Keurigs and other single-serve coffee machines have become so ubiquitous in recent years that even public places like gas stations and doctors’ offices have them available for public use. In fact, it’s the second-most popular way to brew coffee. But in addition to drastically increasing waste by producing a pod that has to be thrown away with every cup of coffee brewed, K-Cups and other single-cup coffee pods can be dangerous to your health.

Single-cup coffee pods are usually made from plastic. In this case, the plastic tends to contain styrene, which can affect brain function, reduce sperm count in men, and even cause certain forms of cancer.

There are many ways to enjoy coffee without using synthetic plastic coffee pods. Some companies are producing single-cup pods made entirely of aluminum rather than plastic (which is slightly better but not best). There are also reusable pods, which allow you to take normal ground coffee and scoop them into a safe, reusable filter (but some people complain that these do not function well). Your best bet is to stick with simpler methods and brew the traditional way (drip), or by using a French Press – not only will this give you a better flavor profile and avoid a ton of waste, but it gives you the ability to blend various coffee beans and adjust the strength of your brew.

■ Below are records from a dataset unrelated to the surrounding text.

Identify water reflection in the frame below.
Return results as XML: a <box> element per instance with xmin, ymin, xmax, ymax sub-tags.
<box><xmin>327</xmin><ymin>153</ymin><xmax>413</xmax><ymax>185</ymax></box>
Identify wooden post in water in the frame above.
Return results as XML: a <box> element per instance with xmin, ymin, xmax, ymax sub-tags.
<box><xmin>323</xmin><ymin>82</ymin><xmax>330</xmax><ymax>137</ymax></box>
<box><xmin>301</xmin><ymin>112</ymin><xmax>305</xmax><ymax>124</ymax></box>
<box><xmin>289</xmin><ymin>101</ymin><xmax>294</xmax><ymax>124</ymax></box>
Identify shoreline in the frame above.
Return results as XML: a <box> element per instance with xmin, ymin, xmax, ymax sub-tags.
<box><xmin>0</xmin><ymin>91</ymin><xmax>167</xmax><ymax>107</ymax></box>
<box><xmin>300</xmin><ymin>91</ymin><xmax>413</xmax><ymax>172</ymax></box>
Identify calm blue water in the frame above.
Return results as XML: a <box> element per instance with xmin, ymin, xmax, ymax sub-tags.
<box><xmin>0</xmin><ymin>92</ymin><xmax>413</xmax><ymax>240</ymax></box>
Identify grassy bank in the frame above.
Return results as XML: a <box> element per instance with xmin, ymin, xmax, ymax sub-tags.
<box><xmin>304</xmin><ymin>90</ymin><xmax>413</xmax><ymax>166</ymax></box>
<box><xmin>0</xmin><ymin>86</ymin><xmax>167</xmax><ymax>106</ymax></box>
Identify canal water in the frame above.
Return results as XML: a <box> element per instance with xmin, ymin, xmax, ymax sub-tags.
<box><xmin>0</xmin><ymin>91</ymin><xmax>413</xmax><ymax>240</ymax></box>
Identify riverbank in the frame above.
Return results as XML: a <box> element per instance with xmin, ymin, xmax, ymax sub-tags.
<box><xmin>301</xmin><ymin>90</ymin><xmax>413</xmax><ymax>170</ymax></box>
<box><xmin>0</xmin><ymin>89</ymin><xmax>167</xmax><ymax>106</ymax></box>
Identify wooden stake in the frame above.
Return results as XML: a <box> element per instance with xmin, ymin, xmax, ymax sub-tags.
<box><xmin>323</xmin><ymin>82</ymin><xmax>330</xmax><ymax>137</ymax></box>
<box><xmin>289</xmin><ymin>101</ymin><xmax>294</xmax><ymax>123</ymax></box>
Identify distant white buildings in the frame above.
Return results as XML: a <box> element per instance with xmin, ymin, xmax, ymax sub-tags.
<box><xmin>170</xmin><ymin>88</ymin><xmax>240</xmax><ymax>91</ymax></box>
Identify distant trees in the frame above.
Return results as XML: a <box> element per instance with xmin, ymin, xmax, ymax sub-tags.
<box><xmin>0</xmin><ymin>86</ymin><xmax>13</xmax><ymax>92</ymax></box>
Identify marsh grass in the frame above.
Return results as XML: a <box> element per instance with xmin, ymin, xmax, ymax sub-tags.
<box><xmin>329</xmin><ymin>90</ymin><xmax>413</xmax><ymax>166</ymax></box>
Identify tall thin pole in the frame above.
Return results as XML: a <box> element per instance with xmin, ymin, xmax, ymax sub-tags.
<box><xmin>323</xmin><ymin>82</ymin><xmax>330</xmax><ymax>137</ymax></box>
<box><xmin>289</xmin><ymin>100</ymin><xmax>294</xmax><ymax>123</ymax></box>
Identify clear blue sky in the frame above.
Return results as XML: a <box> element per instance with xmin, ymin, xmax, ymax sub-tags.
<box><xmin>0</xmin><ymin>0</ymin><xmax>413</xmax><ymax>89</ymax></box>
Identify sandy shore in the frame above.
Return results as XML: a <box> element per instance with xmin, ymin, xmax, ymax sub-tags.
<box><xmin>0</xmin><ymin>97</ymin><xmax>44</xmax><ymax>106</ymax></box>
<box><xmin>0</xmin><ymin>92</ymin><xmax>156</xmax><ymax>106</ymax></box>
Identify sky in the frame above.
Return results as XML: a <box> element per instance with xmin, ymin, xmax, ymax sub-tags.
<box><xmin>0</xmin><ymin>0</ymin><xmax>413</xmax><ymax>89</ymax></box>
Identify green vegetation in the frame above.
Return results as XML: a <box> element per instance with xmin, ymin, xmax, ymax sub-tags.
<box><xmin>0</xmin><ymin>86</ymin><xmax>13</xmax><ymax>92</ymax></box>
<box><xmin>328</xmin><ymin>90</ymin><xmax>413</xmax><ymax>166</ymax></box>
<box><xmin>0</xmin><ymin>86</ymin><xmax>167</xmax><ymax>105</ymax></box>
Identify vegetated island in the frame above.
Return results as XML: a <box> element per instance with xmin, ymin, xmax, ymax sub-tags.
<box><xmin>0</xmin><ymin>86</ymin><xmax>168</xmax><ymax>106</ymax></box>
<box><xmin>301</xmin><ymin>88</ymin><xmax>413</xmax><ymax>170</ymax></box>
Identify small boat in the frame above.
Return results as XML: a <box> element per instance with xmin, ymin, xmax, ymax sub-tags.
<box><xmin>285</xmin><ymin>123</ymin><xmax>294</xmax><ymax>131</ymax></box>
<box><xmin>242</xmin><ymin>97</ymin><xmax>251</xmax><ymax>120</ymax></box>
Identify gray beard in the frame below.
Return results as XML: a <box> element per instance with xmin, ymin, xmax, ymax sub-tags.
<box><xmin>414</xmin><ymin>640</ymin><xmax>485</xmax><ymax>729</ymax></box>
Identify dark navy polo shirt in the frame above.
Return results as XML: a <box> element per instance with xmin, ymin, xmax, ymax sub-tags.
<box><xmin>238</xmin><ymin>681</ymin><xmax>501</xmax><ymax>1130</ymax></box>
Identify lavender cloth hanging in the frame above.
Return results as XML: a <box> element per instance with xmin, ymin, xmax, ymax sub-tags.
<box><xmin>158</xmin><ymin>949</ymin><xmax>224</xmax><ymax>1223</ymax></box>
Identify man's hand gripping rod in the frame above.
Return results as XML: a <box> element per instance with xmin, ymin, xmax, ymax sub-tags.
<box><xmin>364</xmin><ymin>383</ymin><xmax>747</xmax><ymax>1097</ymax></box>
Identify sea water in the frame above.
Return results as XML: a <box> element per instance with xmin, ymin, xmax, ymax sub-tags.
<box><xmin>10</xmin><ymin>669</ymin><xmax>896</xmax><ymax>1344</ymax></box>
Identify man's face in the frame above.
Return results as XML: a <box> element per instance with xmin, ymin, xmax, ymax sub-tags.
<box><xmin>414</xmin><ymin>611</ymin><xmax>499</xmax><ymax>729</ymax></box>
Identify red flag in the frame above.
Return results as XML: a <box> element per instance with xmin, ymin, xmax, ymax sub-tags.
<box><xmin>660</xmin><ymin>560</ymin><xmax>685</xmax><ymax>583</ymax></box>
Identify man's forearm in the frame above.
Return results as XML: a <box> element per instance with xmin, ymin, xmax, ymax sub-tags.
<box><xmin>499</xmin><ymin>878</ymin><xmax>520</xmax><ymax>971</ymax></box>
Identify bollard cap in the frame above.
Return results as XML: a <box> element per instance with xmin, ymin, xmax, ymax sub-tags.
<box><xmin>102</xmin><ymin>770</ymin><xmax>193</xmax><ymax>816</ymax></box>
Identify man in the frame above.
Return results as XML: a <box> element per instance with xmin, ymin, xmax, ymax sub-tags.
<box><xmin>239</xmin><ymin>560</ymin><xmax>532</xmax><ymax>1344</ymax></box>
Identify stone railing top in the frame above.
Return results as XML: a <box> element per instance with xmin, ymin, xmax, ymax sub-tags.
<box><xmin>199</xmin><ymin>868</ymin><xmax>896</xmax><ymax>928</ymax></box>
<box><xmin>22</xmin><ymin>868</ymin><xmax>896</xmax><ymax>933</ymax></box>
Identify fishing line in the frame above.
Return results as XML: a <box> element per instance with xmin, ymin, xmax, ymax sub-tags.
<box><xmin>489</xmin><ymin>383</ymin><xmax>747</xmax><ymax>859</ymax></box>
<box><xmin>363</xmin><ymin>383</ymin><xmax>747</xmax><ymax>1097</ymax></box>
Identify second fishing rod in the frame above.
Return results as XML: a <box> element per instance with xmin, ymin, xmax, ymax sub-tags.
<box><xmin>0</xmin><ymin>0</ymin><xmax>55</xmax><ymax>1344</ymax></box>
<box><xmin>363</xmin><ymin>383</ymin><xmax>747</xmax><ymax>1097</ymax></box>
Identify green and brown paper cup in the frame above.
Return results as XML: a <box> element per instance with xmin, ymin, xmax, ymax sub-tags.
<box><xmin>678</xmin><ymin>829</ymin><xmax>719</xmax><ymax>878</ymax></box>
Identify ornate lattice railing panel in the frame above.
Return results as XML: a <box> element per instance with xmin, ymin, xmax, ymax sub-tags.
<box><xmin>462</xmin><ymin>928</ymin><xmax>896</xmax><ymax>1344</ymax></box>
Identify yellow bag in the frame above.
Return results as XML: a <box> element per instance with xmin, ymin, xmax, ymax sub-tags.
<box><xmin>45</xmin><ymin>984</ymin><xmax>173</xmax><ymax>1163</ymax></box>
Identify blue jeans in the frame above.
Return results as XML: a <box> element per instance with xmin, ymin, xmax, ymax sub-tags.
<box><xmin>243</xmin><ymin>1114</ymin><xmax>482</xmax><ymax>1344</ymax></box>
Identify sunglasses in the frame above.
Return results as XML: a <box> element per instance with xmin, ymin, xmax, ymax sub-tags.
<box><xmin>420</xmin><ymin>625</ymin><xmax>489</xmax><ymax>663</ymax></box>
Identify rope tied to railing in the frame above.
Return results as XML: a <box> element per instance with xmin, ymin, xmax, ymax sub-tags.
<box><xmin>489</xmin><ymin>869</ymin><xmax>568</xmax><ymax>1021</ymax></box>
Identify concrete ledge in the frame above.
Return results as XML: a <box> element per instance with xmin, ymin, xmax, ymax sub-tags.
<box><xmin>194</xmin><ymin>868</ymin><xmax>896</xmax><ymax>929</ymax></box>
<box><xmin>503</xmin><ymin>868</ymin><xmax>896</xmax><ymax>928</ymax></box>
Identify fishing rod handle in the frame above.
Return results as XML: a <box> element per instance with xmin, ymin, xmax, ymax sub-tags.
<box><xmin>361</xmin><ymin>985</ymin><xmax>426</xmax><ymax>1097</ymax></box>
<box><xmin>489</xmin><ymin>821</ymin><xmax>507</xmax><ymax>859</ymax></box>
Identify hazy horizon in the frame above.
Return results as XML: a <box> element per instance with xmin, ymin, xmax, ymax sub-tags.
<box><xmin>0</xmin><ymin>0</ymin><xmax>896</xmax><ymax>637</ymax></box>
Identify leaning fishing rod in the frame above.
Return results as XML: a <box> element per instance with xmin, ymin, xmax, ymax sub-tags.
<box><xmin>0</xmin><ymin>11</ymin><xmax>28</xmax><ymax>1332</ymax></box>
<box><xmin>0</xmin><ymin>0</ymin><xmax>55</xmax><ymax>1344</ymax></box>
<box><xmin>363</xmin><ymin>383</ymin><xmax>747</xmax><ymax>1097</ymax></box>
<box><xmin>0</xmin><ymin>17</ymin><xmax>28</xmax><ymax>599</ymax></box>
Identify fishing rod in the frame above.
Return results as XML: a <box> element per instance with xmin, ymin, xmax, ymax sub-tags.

All of this information may seem daunting at first – you might think to yourself “does everything besides fruit give me cancer?” to which the answer is: absolutely not. Product quality and safety-standards vary greatly from one company to another. Needless to say, there are countless toxic items lingering in every household, but glassware, cleaning supplies, and kitchen products are the ones we come into contact with on a daily basis and we should be certain that they are not detrimental to our health. Most companies and brands are not health-driven, but rather, profit-driven, which means they will cut corners if necessary to achieve higher profitability from their product line. Cutting corners means: cheaper materials that are dangerous to your health and loopholes found in FDA regulation for contaminants that are not yet being scrutinized.

Final thoughts

Ultimately, we must all take responsibility and spend the time needed to research safer alternatives. It is not realistic to rely on third parties to make these decisions on your behalf. We hope this guide has piqued your interest in non-toxic products, and that you will continue researching to swap out some of your kitchen goodies.